Releases

⚠ Apply Previous Updates ⚠

Before upgrading to version 3.3.0 you must apply the upgrade steps for each previous version of CluedIn between your currently installed version and 3.3.0, that has an upgrade process.

Previous upgrade scripts can be found at:

3.3.0 Upgrade guide

NOTE: As this is a major version upgrade (3.3) it requires downtime of the cluster while the upgrade is performed.

The goal of this guide is to show you how to migrate CluedIn data from an old installation to a new one.

There are significant improvements, fixes and new features in the new cluedin-platform Helm chart and it is simpler to re-mount the old disks (PVCs) into a new installation.

Pre-Upgrading Planning

Caveats / Warnings

All upgrades are different. This example shows how to migrate a default installation. With each installations there are customizations that might need to be moved across, so it is up to the upgrader to ensure that any values.yaml customisations are still valid with the new chart. You will probably fine that many things can be removed due to consistent defaults.

Things to consider:

Tools

You will need the latest versions of:

You will also need a kubeconfig file that has access to the cluster you are upgrading.

You may also want to use a GUI tool such as Lens or k9s to view progress.

Upgrade Steps

1. Backup

Be sure to take a full backup of all your data before beginning the upgrade process. Also, make sure to test/familiarise yourself the restore process before continuing.

A good tool (but out of scope for this guide) is Velero.
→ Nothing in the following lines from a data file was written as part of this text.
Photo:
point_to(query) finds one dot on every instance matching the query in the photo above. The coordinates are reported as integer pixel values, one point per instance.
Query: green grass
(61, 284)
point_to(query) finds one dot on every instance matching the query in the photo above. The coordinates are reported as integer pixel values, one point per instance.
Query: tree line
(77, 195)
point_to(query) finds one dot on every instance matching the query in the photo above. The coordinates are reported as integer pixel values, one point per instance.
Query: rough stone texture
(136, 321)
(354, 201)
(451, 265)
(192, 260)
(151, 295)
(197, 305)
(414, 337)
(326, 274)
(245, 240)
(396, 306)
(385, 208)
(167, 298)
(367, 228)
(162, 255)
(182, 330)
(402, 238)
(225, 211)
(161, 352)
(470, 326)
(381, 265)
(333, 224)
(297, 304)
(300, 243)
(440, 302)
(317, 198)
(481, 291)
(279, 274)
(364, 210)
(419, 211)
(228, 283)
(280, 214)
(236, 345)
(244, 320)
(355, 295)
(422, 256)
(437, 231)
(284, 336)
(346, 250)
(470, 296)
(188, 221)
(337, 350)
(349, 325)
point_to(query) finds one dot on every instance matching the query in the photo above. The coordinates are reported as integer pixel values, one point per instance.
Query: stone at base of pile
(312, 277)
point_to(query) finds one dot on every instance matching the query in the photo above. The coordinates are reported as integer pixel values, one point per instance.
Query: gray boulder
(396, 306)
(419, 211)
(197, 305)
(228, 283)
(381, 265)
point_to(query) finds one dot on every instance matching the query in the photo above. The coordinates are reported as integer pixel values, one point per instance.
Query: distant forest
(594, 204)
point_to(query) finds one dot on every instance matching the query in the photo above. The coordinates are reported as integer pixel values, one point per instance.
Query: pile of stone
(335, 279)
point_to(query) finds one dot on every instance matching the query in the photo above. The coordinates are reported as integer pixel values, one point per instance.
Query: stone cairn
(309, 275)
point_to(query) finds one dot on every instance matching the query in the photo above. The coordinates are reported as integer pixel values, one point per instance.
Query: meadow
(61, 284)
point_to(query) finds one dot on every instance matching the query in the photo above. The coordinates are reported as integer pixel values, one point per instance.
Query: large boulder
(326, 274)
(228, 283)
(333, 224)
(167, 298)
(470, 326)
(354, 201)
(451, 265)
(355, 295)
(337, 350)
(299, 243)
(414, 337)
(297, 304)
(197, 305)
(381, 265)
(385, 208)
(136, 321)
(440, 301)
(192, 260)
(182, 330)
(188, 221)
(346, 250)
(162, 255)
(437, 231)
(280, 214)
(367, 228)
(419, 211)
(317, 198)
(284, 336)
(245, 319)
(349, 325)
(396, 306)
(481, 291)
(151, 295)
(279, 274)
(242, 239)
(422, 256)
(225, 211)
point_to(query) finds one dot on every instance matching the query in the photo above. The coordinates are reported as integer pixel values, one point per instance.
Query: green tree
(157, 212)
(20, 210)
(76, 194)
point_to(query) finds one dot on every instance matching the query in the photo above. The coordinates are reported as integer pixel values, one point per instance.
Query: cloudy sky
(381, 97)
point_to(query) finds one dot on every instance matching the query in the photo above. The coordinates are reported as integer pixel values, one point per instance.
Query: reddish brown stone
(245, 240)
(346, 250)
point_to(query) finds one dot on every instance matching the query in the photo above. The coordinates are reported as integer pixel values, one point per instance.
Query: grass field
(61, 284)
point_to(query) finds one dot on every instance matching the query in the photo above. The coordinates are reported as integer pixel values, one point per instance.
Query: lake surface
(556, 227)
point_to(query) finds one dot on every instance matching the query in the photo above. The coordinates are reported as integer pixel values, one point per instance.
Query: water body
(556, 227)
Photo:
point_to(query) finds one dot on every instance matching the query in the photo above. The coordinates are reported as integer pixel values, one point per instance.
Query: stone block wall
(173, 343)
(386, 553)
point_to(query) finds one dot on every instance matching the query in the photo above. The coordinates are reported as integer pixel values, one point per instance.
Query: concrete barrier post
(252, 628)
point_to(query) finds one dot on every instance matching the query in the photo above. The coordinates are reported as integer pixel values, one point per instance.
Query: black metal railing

Velero is an open source tool to safely back up and restore, perform disaster recovery, and migrate Kubernetes cluster resources and persistent volumes.

Velero consists of:

This can backup and restore the whole cluster and is simple to use. Of course, take in Azure Disk snapshots is also another way (Velero can help do this for you as well).

2. Ensure CluedIn Helm repos are added and up-to-date.

helm repo add cluedin https://cluedin-io.github.io/Charts/
helm repo update

3. Upgrade Helm chart to latest support version

The latest version contains fixes to support preserving PVC disks when the chart is uninstalled.

helm upgrade -n cluedin cluedin cluedin/cluedin --version 3.2.5-update.4 --reuse-values

Note: Here we use the --reuse-values to use the previous releases values. Be sure this wont reset any manual changes that may have occured.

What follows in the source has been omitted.